Setup for Access Management for Apache Flink on Kubernetes¶

This section outlines the steps to set Apache Flink on Kubernetes Cluster with the Privacera Plugin. Please ensure that all prerequisites are completed before beginning the setup process.

Generate the Configuration Files¶

Self Managed

Perform following steps to configure Apache Flink connector:

SSH to the instance where Privacera Manager is installed.
Run the following command to navigate to the config/ directory.
Bash
1
cd ~/privacera/privacera-manager/config
Run the following command to copy the Apache Flink OLAC yml file from sample-vars, if it's not already present in custom-vars.
Bash
1
cp -n sample-vars/vars.flink.yml custom-vars/vars.flink.yml

Update the following properties in the vars.flink.yml file, refer below table for the values to be provided.

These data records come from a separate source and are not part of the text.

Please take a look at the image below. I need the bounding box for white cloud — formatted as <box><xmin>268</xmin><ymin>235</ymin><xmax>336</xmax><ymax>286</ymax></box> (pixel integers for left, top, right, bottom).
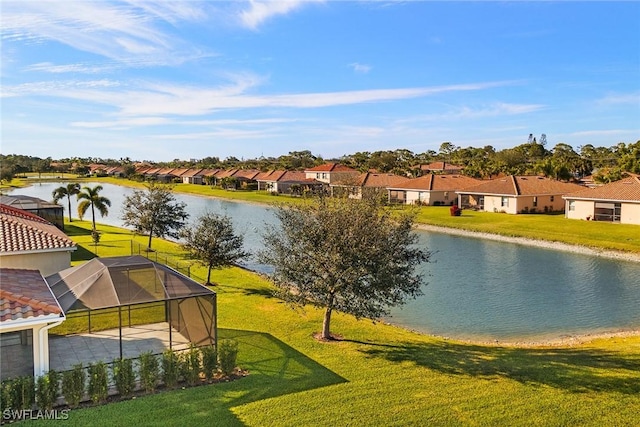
<box><xmin>0</xmin><ymin>1</ymin><xmax>203</xmax><ymax>63</ymax></box>
<box><xmin>596</xmin><ymin>92</ymin><xmax>640</xmax><ymax>106</ymax></box>
<box><xmin>240</xmin><ymin>0</ymin><xmax>322</xmax><ymax>30</ymax></box>
<box><xmin>349</xmin><ymin>62</ymin><xmax>372</xmax><ymax>74</ymax></box>
<box><xmin>3</xmin><ymin>78</ymin><xmax>516</xmax><ymax>117</ymax></box>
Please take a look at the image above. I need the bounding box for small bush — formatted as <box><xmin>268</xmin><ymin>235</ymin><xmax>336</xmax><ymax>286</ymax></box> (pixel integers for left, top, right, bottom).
<box><xmin>111</xmin><ymin>359</ymin><xmax>136</xmax><ymax>397</ymax></box>
<box><xmin>88</xmin><ymin>362</ymin><xmax>109</xmax><ymax>403</ymax></box>
<box><xmin>162</xmin><ymin>349</ymin><xmax>180</xmax><ymax>387</ymax></box>
<box><xmin>139</xmin><ymin>351</ymin><xmax>160</xmax><ymax>393</ymax></box>
<box><xmin>218</xmin><ymin>340</ymin><xmax>238</xmax><ymax>376</ymax></box>
<box><xmin>200</xmin><ymin>345</ymin><xmax>218</xmax><ymax>381</ymax></box>
<box><xmin>62</xmin><ymin>364</ymin><xmax>86</xmax><ymax>408</ymax></box>
<box><xmin>36</xmin><ymin>370</ymin><xmax>60</xmax><ymax>411</ymax></box>
<box><xmin>180</xmin><ymin>344</ymin><xmax>200</xmax><ymax>385</ymax></box>
<box><xmin>3</xmin><ymin>376</ymin><xmax>36</xmax><ymax>410</ymax></box>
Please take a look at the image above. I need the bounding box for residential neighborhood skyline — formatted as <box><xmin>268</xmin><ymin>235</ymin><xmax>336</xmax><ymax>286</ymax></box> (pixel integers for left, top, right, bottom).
<box><xmin>1</xmin><ymin>1</ymin><xmax>640</xmax><ymax>162</ymax></box>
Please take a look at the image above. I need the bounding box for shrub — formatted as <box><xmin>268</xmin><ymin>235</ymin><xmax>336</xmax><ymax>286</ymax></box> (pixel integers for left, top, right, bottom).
<box><xmin>0</xmin><ymin>380</ymin><xmax>11</xmax><ymax>413</ymax></box>
<box><xmin>88</xmin><ymin>362</ymin><xmax>109</xmax><ymax>403</ymax></box>
<box><xmin>3</xmin><ymin>376</ymin><xmax>36</xmax><ymax>410</ymax></box>
<box><xmin>218</xmin><ymin>340</ymin><xmax>238</xmax><ymax>376</ymax></box>
<box><xmin>139</xmin><ymin>351</ymin><xmax>160</xmax><ymax>393</ymax></box>
<box><xmin>162</xmin><ymin>349</ymin><xmax>180</xmax><ymax>387</ymax></box>
<box><xmin>200</xmin><ymin>345</ymin><xmax>218</xmax><ymax>381</ymax></box>
<box><xmin>36</xmin><ymin>370</ymin><xmax>60</xmax><ymax>411</ymax></box>
<box><xmin>180</xmin><ymin>343</ymin><xmax>200</xmax><ymax>385</ymax></box>
<box><xmin>111</xmin><ymin>359</ymin><xmax>136</xmax><ymax>397</ymax></box>
<box><xmin>62</xmin><ymin>364</ymin><xmax>86</xmax><ymax>408</ymax></box>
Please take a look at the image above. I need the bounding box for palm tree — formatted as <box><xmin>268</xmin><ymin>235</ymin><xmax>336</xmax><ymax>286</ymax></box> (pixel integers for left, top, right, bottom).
<box><xmin>52</xmin><ymin>183</ymin><xmax>80</xmax><ymax>222</ymax></box>
<box><xmin>78</xmin><ymin>185</ymin><xmax>111</xmax><ymax>230</ymax></box>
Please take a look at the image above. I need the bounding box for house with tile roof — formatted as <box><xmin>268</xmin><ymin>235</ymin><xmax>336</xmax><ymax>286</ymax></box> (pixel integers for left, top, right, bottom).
<box><xmin>387</xmin><ymin>173</ymin><xmax>481</xmax><ymax>206</ymax></box>
<box><xmin>562</xmin><ymin>175</ymin><xmax>640</xmax><ymax>225</ymax></box>
<box><xmin>256</xmin><ymin>170</ymin><xmax>323</xmax><ymax>194</ymax></box>
<box><xmin>0</xmin><ymin>267</ymin><xmax>65</xmax><ymax>380</ymax></box>
<box><xmin>0</xmin><ymin>194</ymin><xmax>64</xmax><ymax>231</ymax></box>
<box><xmin>420</xmin><ymin>162</ymin><xmax>464</xmax><ymax>174</ymax></box>
<box><xmin>0</xmin><ymin>204</ymin><xmax>76</xmax><ymax>275</ymax></box>
<box><xmin>330</xmin><ymin>172</ymin><xmax>410</xmax><ymax>199</ymax></box>
<box><xmin>304</xmin><ymin>163</ymin><xmax>360</xmax><ymax>185</ymax></box>
<box><xmin>456</xmin><ymin>175</ymin><xmax>583</xmax><ymax>214</ymax></box>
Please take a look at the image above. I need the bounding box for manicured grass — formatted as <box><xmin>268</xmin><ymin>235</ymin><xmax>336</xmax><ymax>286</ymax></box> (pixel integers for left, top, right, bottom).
<box><xmin>27</xmin><ymin>221</ymin><xmax>640</xmax><ymax>426</ymax></box>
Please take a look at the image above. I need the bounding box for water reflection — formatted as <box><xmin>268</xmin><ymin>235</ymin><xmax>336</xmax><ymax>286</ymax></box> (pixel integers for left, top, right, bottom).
<box><xmin>10</xmin><ymin>183</ymin><xmax>640</xmax><ymax>340</ymax></box>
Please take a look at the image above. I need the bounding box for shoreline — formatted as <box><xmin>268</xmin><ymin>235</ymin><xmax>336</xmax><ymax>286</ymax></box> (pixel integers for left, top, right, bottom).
<box><xmin>415</xmin><ymin>223</ymin><xmax>640</xmax><ymax>263</ymax></box>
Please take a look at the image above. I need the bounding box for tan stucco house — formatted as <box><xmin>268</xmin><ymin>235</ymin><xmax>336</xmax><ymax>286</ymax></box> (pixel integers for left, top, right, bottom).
<box><xmin>388</xmin><ymin>173</ymin><xmax>481</xmax><ymax>206</ymax></box>
<box><xmin>304</xmin><ymin>163</ymin><xmax>360</xmax><ymax>185</ymax></box>
<box><xmin>0</xmin><ymin>204</ymin><xmax>76</xmax><ymax>276</ymax></box>
<box><xmin>456</xmin><ymin>175</ymin><xmax>584</xmax><ymax>214</ymax></box>
<box><xmin>563</xmin><ymin>175</ymin><xmax>640</xmax><ymax>225</ymax></box>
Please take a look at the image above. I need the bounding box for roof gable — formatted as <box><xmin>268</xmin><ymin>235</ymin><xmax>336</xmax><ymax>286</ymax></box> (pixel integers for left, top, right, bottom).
<box><xmin>0</xmin><ymin>268</ymin><xmax>62</xmax><ymax>322</ymax></box>
<box><xmin>565</xmin><ymin>175</ymin><xmax>640</xmax><ymax>202</ymax></box>
<box><xmin>462</xmin><ymin>175</ymin><xmax>583</xmax><ymax>196</ymax></box>
<box><xmin>0</xmin><ymin>204</ymin><xmax>76</xmax><ymax>253</ymax></box>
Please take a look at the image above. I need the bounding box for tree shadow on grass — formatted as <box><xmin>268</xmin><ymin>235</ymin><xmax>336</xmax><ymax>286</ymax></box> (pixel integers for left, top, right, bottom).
<box><xmin>361</xmin><ymin>341</ymin><xmax>640</xmax><ymax>394</ymax></box>
<box><xmin>45</xmin><ymin>329</ymin><xmax>346</xmax><ymax>426</ymax></box>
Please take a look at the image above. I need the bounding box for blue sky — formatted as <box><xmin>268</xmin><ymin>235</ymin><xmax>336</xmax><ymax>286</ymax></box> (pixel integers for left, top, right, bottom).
<box><xmin>0</xmin><ymin>0</ymin><xmax>640</xmax><ymax>161</ymax></box>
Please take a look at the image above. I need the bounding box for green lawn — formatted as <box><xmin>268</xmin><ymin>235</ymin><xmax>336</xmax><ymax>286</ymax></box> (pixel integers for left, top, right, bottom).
<box><xmin>25</xmin><ymin>221</ymin><xmax>640</xmax><ymax>426</ymax></box>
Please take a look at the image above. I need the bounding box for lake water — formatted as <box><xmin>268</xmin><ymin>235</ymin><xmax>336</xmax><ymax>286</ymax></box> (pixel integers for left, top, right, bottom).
<box><xmin>10</xmin><ymin>183</ymin><xmax>640</xmax><ymax>341</ymax></box>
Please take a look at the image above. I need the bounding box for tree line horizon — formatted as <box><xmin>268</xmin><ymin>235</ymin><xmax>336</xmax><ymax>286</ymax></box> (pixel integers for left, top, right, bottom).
<box><xmin>0</xmin><ymin>134</ymin><xmax>640</xmax><ymax>183</ymax></box>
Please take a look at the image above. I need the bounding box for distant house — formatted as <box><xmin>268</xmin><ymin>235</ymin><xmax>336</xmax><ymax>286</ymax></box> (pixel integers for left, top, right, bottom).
<box><xmin>256</xmin><ymin>170</ymin><xmax>322</xmax><ymax>194</ymax></box>
<box><xmin>456</xmin><ymin>175</ymin><xmax>583</xmax><ymax>214</ymax></box>
<box><xmin>0</xmin><ymin>204</ymin><xmax>76</xmax><ymax>276</ymax></box>
<box><xmin>330</xmin><ymin>172</ymin><xmax>409</xmax><ymax>199</ymax></box>
<box><xmin>387</xmin><ymin>173</ymin><xmax>481</xmax><ymax>206</ymax></box>
<box><xmin>562</xmin><ymin>175</ymin><xmax>640</xmax><ymax>224</ymax></box>
<box><xmin>420</xmin><ymin>162</ymin><xmax>464</xmax><ymax>174</ymax></box>
<box><xmin>181</xmin><ymin>169</ymin><xmax>204</xmax><ymax>185</ymax></box>
<box><xmin>0</xmin><ymin>194</ymin><xmax>64</xmax><ymax>230</ymax></box>
<box><xmin>304</xmin><ymin>163</ymin><xmax>360</xmax><ymax>185</ymax></box>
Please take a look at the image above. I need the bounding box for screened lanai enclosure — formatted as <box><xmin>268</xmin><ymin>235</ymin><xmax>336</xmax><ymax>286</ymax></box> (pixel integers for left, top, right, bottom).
<box><xmin>46</xmin><ymin>255</ymin><xmax>217</xmax><ymax>357</ymax></box>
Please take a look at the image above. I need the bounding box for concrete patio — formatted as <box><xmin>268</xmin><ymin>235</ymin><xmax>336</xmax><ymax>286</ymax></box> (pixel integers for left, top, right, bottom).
<box><xmin>1</xmin><ymin>322</ymin><xmax>189</xmax><ymax>378</ymax></box>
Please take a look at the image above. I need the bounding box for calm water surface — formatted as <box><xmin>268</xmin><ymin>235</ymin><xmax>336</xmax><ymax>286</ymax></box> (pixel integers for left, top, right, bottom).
<box><xmin>15</xmin><ymin>183</ymin><xmax>640</xmax><ymax>340</ymax></box>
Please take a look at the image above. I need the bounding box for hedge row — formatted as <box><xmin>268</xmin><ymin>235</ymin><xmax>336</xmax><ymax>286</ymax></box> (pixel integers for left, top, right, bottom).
<box><xmin>0</xmin><ymin>340</ymin><xmax>238</xmax><ymax>413</ymax></box>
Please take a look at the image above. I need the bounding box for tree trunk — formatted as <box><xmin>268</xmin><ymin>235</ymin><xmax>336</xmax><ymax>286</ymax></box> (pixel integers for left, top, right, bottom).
<box><xmin>322</xmin><ymin>307</ymin><xmax>332</xmax><ymax>340</ymax></box>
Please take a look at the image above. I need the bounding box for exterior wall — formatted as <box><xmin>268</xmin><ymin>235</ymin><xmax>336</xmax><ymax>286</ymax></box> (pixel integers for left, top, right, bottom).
<box><xmin>565</xmin><ymin>200</ymin><xmax>595</xmax><ymax>219</ymax></box>
<box><xmin>484</xmin><ymin>196</ymin><xmax>518</xmax><ymax>214</ymax></box>
<box><xmin>620</xmin><ymin>203</ymin><xmax>640</xmax><ymax>225</ymax></box>
<box><xmin>0</xmin><ymin>251</ymin><xmax>71</xmax><ymax>276</ymax></box>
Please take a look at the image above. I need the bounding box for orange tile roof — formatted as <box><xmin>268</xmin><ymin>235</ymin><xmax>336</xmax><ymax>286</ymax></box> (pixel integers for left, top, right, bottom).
<box><xmin>356</xmin><ymin>172</ymin><xmax>409</xmax><ymax>188</ymax></box>
<box><xmin>0</xmin><ymin>268</ymin><xmax>62</xmax><ymax>322</ymax></box>
<box><xmin>459</xmin><ymin>175</ymin><xmax>584</xmax><ymax>196</ymax></box>
<box><xmin>305</xmin><ymin>163</ymin><xmax>358</xmax><ymax>172</ymax></box>
<box><xmin>0</xmin><ymin>204</ymin><xmax>76</xmax><ymax>253</ymax></box>
<box><xmin>420</xmin><ymin>162</ymin><xmax>464</xmax><ymax>171</ymax></box>
<box><xmin>389</xmin><ymin>174</ymin><xmax>481</xmax><ymax>191</ymax></box>
<box><xmin>564</xmin><ymin>175</ymin><xmax>640</xmax><ymax>202</ymax></box>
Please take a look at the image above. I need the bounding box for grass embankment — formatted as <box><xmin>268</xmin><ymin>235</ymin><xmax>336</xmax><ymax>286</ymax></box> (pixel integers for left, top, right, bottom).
<box><xmin>27</xmin><ymin>221</ymin><xmax>640</xmax><ymax>426</ymax></box>
<box><xmin>5</xmin><ymin>175</ymin><xmax>640</xmax><ymax>254</ymax></box>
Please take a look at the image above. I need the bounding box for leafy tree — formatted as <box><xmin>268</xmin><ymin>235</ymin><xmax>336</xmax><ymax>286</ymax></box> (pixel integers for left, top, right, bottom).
<box><xmin>180</xmin><ymin>212</ymin><xmax>249</xmax><ymax>284</ymax></box>
<box><xmin>260</xmin><ymin>198</ymin><xmax>430</xmax><ymax>339</ymax></box>
<box><xmin>122</xmin><ymin>182</ymin><xmax>189</xmax><ymax>249</ymax></box>
<box><xmin>78</xmin><ymin>185</ymin><xmax>111</xmax><ymax>230</ymax></box>
<box><xmin>0</xmin><ymin>164</ymin><xmax>15</xmax><ymax>183</ymax></box>
<box><xmin>51</xmin><ymin>183</ymin><xmax>81</xmax><ymax>222</ymax></box>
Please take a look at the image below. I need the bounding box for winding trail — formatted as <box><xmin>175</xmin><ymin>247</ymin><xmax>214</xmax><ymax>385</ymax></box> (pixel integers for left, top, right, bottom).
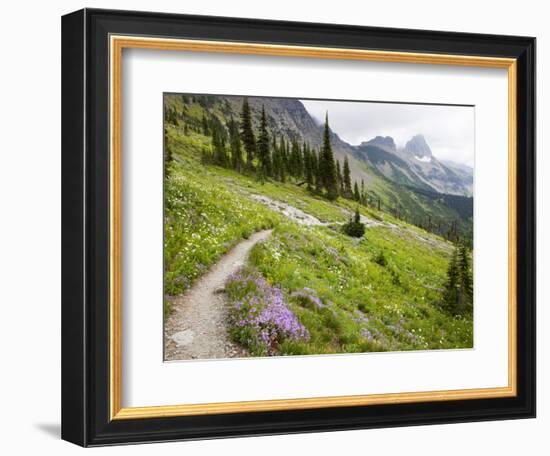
<box><xmin>164</xmin><ymin>230</ymin><xmax>272</xmax><ymax>361</ymax></box>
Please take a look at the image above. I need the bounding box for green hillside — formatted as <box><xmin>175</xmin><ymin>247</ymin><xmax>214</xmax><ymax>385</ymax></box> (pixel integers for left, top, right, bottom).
<box><xmin>164</xmin><ymin>95</ymin><xmax>473</xmax><ymax>355</ymax></box>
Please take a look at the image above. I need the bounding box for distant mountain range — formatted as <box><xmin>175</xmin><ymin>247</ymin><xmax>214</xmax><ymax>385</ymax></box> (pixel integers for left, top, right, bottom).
<box><xmin>169</xmin><ymin>95</ymin><xmax>473</xmax><ymax>240</ymax></box>
<box><xmin>226</xmin><ymin>97</ymin><xmax>473</xmax><ymax>196</ymax></box>
<box><xmin>354</xmin><ymin>135</ymin><xmax>473</xmax><ymax>196</ymax></box>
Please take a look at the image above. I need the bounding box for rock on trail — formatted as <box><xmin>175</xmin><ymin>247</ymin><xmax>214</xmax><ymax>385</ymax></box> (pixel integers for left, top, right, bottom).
<box><xmin>164</xmin><ymin>230</ymin><xmax>272</xmax><ymax>361</ymax></box>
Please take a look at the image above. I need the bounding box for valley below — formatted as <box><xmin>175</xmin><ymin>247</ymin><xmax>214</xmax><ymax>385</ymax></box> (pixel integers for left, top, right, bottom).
<box><xmin>164</xmin><ymin>95</ymin><xmax>473</xmax><ymax>361</ymax></box>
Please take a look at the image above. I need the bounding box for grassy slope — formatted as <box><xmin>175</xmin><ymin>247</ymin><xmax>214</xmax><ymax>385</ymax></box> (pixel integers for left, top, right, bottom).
<box><xmin>165</xmin><ymin>115</ymin><xmax>473</xmax><ymax>354</ymax></box>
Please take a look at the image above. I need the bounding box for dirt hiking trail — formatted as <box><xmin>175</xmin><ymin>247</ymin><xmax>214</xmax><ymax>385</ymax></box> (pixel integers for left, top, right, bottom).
<box><xmin>164</xmin><ymin>230</ymin><xmax>272</xmax><ymax>361</ymax></box>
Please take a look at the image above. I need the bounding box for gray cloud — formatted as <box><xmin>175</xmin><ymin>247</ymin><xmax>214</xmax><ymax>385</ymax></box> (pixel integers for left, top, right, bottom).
<box><xmin>301</xmin><ymin>100</ymin><xmax>475</xmax><ymax>166</ymax></box>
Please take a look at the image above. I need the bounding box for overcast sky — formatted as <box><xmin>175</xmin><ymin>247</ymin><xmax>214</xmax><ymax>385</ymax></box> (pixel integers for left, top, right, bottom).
<box><xmin>301</xmin><ymin>100</ymin><xmax>474</xmax><ymax>167</ymax></box>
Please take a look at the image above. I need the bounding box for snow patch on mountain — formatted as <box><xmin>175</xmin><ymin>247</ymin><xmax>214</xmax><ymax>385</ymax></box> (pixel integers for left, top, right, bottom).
<box><xmin>414</xmin><ymin>155</ymin><xmax>432</xmax><ymax>163</ymax></box>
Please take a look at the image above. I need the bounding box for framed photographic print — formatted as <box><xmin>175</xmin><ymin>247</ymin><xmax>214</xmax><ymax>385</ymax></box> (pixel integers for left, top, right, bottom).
<box><xmin>62</xmin><ymin>9</ymin><xmax>535</xmax><ymax>446</ymax></box>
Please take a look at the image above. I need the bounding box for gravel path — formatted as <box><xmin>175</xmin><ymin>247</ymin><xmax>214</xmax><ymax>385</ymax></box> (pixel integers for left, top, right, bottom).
<box><xmin>164</xmin><ymin>230</ymin><xmax>272</xmax><ymax>361</ymax></box>
<box><xmin>250</xmin><ymin>194</ymin><xmax>387</xmax><ymax>228</ymax></box>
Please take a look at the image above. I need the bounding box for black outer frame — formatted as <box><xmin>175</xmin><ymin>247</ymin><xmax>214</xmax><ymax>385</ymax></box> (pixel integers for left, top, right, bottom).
<box><xmin>61</xmin><ymin>9</ymin><xmax>535</xmax><ymax>446</ymax></box>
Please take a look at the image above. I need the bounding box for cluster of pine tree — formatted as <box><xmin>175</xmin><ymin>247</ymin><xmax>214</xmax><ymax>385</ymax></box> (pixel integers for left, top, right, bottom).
<box><xmin>194</xmin><ymin>98</ymin><xmax>380</xmax><ymax>204</ymax></box>
<box><xmin>443</xmin><ymin>243</ymin><xmax>474</xmax><ymax>315</ymax></box>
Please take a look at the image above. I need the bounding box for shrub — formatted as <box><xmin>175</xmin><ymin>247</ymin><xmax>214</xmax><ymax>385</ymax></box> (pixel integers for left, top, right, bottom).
<box><xmin>342</xmin><ymin>209</ymin><xmax>365</xmax><ymax>238</ymax></box>
<box><xmin>373</xmin><ymin>250</ymin><xmax>388</xmax><ymax>267</ymax></box>
<box><xmin>226</xmin><ymin>273</ymin><xmax>309</xmax><ymax>356</ymax></box>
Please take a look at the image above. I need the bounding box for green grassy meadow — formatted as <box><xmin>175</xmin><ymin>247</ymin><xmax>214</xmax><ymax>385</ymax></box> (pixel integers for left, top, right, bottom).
<box><xmin>164</xmin><ymin>112</ymin><xmax>473</xmax><ymax>356</ymax></box>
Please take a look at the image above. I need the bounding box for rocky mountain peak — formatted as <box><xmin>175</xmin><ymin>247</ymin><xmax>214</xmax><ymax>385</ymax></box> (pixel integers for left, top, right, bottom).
<box><xmin>404</xmin><ymin>135</ymin><xmax>432</xmax><ymax>158</ymax></box>
<box><xmin>361</xmin><ymin>136</ymin><xmax>396</xmax><ymax>152</ymax></box>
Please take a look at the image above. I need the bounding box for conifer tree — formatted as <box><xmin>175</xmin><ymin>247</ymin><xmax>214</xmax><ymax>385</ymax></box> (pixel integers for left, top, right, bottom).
<box><xmin>202</xmin><ymin>113</ymin><xmax>210</xmax><ymax>136</ymax></box>
<box><xmin>229</xmin><ymin>117</ymin><xmax>243</xmax><ymax>172</ymax></box>
<box><xmin>343</xmin><ymin>156</ymin><xmax>352</xmax><ymax>198</ymax></box>
<box><xmin>212</xmin><ymin>125</ymin><xmax>228</xmax><ymax>167</ymax></box>
<box><xmin>353</xmin><ymin>181</ymin><xmax>361</xmax><ymax>202</ymax></box>
<box><xmin>241</xmin><ymin>98</ymin><xmax>256</xmax><ymax>171</ymax></box>
<box><xmin>271</xmin><ymin>135</ymin><xmax>281</xmax><ymax>181</ymax></box>
<box><xmin>304</xmin><ymin>146</ymin><xmax>313</xmax><ymax>191</ymax></box>
<box><xmin>336</xmin><ymin>160</ymin><xmax>344</xmax><ymax>196</ymax></box>
<box><xmin>443</xmin><ymin>247</ymin><xmax>460</xmax><ymax>312</ymax></box>
<box><xmin>257</xmin><ymin>106</ymin><xmax>271</xmax><ymax>182</ymax></box>
<box><xmin>458</xmin><ymin>243</ymin><xmax>474</xmax><ymax>311</ymax></box>
<box><xmin>164</xmin><ymin>127</ymin><xmax>174</xmax><ymax>178</ymax></box>
<box><xmin>311</xmin><ymin>151</ymin><xmax>323</xmax><ymax>195</ymax></box>
<box><xmin>319</xmin><ymin>112</ymin><xmax>338</xmax><ymax>201</ymax></box>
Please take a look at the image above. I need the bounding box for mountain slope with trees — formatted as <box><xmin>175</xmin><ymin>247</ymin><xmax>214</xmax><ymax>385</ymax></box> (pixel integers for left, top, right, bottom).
<box><xmin>165</xmin><ymin>94</ymin><xmax>473</xmax><ymax>242</ymax></box>
<box><xmin>164</xmin><ymin>95</ymin><xmax>473</xmax><ymax>356</ymax></box>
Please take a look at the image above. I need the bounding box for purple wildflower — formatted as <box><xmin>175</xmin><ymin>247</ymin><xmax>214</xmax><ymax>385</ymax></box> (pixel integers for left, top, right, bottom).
<box><xmin>228</xmin><ymin>268</ymin><xmax>309</xmax><ymax>355</ymax></box>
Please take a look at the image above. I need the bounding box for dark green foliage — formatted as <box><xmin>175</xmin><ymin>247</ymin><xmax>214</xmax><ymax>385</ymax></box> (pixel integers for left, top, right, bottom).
<box><xmin>458</xmin><ymin>243</ymin><xmax>474</xmax><ymax>312</ymax></box>
<box><xmin>304</xmin><ymin>147</ymin><xmax>314</xmax><ymax>191</ymax></box>
<box><xmin>353</xmin><ymin>182</ymin><xmax>361</xmax><ymax>202</ymax></box>
<box><xmin>342</xmin><ymin>157</ymin><xmax>352</xmax><ymax>198</ymax></box>
<box><xmin>229</xmin><ymin>117</ymin><xmax>243</xmax><ymax>172</ymax></box>
<box><xmin>212</xmin><ymin>126</ymin><xmax>229</xmax><ymax>167</ymax></box>
<box><xmin>312</xmin><ymin>151</ymin><xmax>323</xmax><ymax>195</ymax></box>
<box><xmin>443</xmin><ymin>244</ymin><xmax>473</xmax><ymax>314</ymax></box>
<box><xmin>164</xmin><ymin>128</ymin><xmax>174</xmax><ymax>178</ymax></box>
<box><xmin>342</xmin><ymin>208</ymin><xmax>365</xmax><ymax>237</ymax></box>
<box><xmin>257</xmin><ymin>106</ymin><xmax>271</xmax><ymax>182</ymax></box>
<box><xmin>319</xmin><ymin>113</ymin><xmax>338</xmax><ymax>201</ymax></box>
<box><xmin>289</xmin><ymin>141</ymin><xmax>303</xmax><ymax>179</ymax></box>
<box><xmin>336</xmin><ymin>160</ymin><xmax>344</xmax><ymax>196</ymax></box>
<box><xmin>202</xmin><ymin>114</ymin><xmax>210</xmax><ymax>136</ymax></box>
<box><xmin>373</xmin><ymin>250</ymin><xmax>388</xmax><ymax>267</ymax></box>
<box><xmin>241</xmin><ymin>98</ymin><xmax>256</xmax><ymax>171</ymax></box>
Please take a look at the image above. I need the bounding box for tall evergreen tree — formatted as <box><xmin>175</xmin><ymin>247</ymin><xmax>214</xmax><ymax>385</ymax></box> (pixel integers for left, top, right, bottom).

Property	Description	Sample Value
FLINK_HOME_DIR	Path where Apache Flink is installed in the Docker image of Apache Flink	`/opt/flink`
FLINK_S3_FS_PLUGIN_DIR	Path to the folder which has Apache Flink plugin for S3	`/opt/flink/plugins/s3-fs-hadoop`

Once the configuration has been done, execute the below command to complete the deployment.
Bash
1 2
cd ~/privacera/privacera-manager ./privacera-manager.sh post-install
- Once the deployment is successful, the setup script and configuration folder i.e flink_custom_conf.zip and privacera_flink_setup.sh are available in the ~/privacera/privacera-manager/output/flink location of the Privacera Manager host. This needs to be copied to the server where the Docker image of Apache Flink is built.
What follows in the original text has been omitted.